Still, the raid opened fresh divides in Birmingham's predominantly Pakistani neighborhoods.
"People don't trust their own children any more," said Shabir Hussain, chairman of the Ludlow Road Mosque in Birmingham. "You feel like you should challenge your son or daughter: `Where are you going at night? What are you watching on TV? What are you doing on the Internet?'
Muslims in Birmingham are mindful of the dangers inherent in any raid: Police shot a man in a raid last year in London.

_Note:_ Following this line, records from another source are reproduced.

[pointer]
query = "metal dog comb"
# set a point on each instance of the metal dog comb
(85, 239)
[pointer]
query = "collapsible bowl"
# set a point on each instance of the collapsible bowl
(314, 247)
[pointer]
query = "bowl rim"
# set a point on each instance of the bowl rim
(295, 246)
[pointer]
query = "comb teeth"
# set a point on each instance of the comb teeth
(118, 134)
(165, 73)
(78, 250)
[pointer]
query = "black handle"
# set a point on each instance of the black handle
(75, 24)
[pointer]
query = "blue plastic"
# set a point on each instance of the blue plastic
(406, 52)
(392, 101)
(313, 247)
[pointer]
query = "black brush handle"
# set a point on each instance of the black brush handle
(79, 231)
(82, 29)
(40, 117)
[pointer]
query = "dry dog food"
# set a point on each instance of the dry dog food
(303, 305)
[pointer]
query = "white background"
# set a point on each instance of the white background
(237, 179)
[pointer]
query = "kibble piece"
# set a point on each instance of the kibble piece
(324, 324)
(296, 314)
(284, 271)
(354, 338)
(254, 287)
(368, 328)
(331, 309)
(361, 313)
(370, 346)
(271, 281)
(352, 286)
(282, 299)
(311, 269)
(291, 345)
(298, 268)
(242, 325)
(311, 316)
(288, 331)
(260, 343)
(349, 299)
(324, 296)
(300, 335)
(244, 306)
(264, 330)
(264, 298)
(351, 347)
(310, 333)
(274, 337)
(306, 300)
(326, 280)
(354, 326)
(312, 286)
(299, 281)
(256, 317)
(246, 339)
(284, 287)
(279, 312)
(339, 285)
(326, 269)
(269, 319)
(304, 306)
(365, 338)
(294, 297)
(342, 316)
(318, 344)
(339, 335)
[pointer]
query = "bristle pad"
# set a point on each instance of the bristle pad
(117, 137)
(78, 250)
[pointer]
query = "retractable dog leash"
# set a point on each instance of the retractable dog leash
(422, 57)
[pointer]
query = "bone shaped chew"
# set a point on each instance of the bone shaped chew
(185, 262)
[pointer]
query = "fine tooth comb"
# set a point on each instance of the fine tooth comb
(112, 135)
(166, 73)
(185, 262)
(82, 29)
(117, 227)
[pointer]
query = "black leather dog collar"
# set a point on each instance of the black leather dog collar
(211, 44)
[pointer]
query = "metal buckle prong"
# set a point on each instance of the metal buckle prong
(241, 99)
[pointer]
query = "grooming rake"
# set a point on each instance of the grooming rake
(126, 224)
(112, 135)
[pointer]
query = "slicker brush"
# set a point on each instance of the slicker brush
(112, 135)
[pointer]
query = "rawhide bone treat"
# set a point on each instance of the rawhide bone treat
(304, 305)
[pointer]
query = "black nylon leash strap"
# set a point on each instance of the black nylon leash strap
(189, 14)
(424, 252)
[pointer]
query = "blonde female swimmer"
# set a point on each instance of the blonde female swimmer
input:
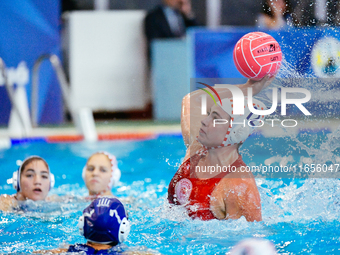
(32, 180)
(100, 174)
(217, 195)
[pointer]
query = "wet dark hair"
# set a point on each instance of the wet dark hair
(32, 159)
(266, 9)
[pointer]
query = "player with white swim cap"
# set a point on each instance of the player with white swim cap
(100, 174)
(217, 194)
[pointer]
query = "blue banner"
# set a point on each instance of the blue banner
(29, 29)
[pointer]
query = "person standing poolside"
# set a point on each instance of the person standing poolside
(32, 180)
(218, 195)
(100, 174)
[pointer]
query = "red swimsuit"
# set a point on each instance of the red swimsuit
(195, 193)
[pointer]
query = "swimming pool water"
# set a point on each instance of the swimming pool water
(301, 216)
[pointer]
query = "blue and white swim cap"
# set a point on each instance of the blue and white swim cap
(105, 221)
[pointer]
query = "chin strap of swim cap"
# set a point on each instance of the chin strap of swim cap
(115, 172)
(16, 174)
(240, 126)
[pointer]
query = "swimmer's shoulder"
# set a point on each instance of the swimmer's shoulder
(7, 202)
(235, 183)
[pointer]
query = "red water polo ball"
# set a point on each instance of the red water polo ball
(257, 54)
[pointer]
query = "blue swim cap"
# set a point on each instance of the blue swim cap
(105, 221)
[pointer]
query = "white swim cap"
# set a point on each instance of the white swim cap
(254, 246)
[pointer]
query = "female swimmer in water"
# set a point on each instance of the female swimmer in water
(104, 224)
(227, 194)
(100, 174)
(32, 180)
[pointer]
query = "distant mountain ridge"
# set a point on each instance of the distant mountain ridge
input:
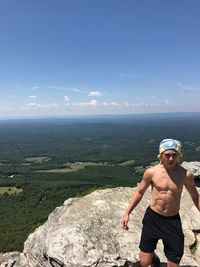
(86, 231)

"The police and government seem to be against Muslims and are trying to turn us against one another," said Kadir Mohammad, 18, who lives in one of the raided neighborhoods.
Britain's MI5 has said it set up a network of eight new regional offices across the country in the wake of the Sept. 11 attacks, including a center in the West Midlands. The service had previously had regional branches in Northern Ireland, but uses the new offices to coordinate with police in counterterrorism work.
Counterterrorism experts said Islamic extremists have been looking for new ways to rattle the West with their use of the Web to broadcast propaganda and unsettling images such as the beheadings of Western hostages in Iraq.
One widely publicized case was that of 62-year-old Kenneth Bigley from Liverpool. He was abducted from a Baghdad suburb where he was working in September 2004 and beheaded three weeks later. His death was captured on video.
London's counterterrorism officers had never before dealt with a terrorist plot to abduct and murder, a police spokeswoman said on condition of anonymity because of the ongoing investigation.
The Irish Republican Army and other Northern Ireland paramilitary groups routinely conducted kidnappings, mainly for the purpose of extortion - often targeting family members of those with access to banks, British military installations and police stations.
"This would be the first case (in Britain) of Islamic extremists using kidnapping as a tactic - but these are not the first terrorist kidnapping threats to Britain. The IRA provided those," said former U.S intelligence officer Bob Ayers, now a security analyst based in London.